Growth in real estate transaction volume over the past eighteen months has slowed despite solid and consistent growth until recently. Over the next six months, CBRE, an American commercial real estate company, expects a modest improvement in the climate due to policy uncertainty around the world, tighter financial conditions in the United States, and Real Estate pricing.
Policy making greatly shapes the freedom investors have in the global market place. Policy uncertainty in the world, indicated by the Global Economic Policy Uncertainty Index reached record highs in early 2017. The index is based upon a blend of tax code provisions set to expire in certain countries, newspaper coverage on policy creation and divergence in economic forecasts. Most recently, Brexit has been attributed to the large spike in the indicator.
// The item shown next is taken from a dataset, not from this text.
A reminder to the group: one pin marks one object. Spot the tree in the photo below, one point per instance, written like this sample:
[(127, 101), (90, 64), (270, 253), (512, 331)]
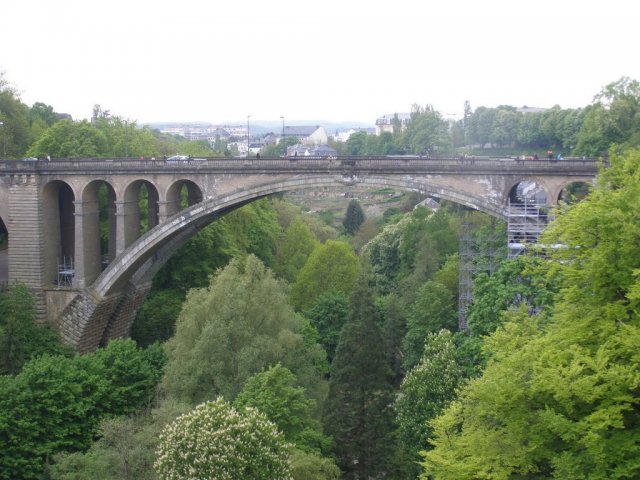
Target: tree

Brexit is another movement thought to be part of a concurrent theme of a strong anti-globalization stance world players are taking. This anti-globalization movement can be described as the populist’s distrust in existing government. One growing concern for investors is that this movement may be attributed to a loss in confidence, which is the base of capital flows. Spectators say that the effects of Brexit will be felt slowly and that President Trump has pursued a much less aggressive agenda than he advocated for on the campaign trail. In the European realm, there has been a shift to a more centrist, pro-globalization political party, and although we are long from stable policies in place, the fewer amount of significant elections should help global investors. In general, elections are often used to determine the future of a nation’s policy making and financial conditions.
After the elections earlier this year and towards the end of last year, tighter financial conditions in the United States have been researched by the Chicago Feds Adjusted National Financial Conditions Index (ANFCI) and show that conditions were tighter than average in 2015 and 2016 following a long period without difficulty. Additionally, a strengthening currency, rising bond rates, and shrewd actions by Fed all play a part. Each of these indicators are popular indicators in forecasting the United States Economy. These financial conditions will ease their way in activity due to the lag of the impact on the real economy. This will offer investors a reason for confidence for the remainder of this fiscal year. Another indicator, the Bloomberg United States and Eurozone Financial Conditions Indexes, is yielding towards a two-year high, revealing financial conditions that support investment market. Finally, CBRE’s Ahead of the Curve, merger and acquisition activity, which is an indicator for commercial real estate proved to be stronger Q1 of 2017 compared to Q1 2016.
Real Estate pricing has also been a big factor in today’s global market. Capitalization rates in the global market are at their lowest since 1990. Capitalization rates or cap rates are a financial metric used to measure comparisons in different real estate investments by dividing the net operating income (NOI) by the listed price of the property. After Q1, average global cap rates are 4.3% for office, 3.9% for retail and 5.3% for industrial and logistics real estate. Although these rates are designated to the highest grades of real estate investment, they are suggestive of how attractive real estate is to global investors currently, with very few sellers in the market. This challenge is not expected to ease with global growth expecting to pick up.
In conclusion, CBRE is hopeful for another strong year in global real estate capital flows as challenges become stabilized but 2017 is doubtful to eclipse 2016 numbers. ‘We at Integrale Advisors appreciate the forecast by CBRE and appreciate the opportunity of working with them sourcing potential investments’ –Keith Knutsson.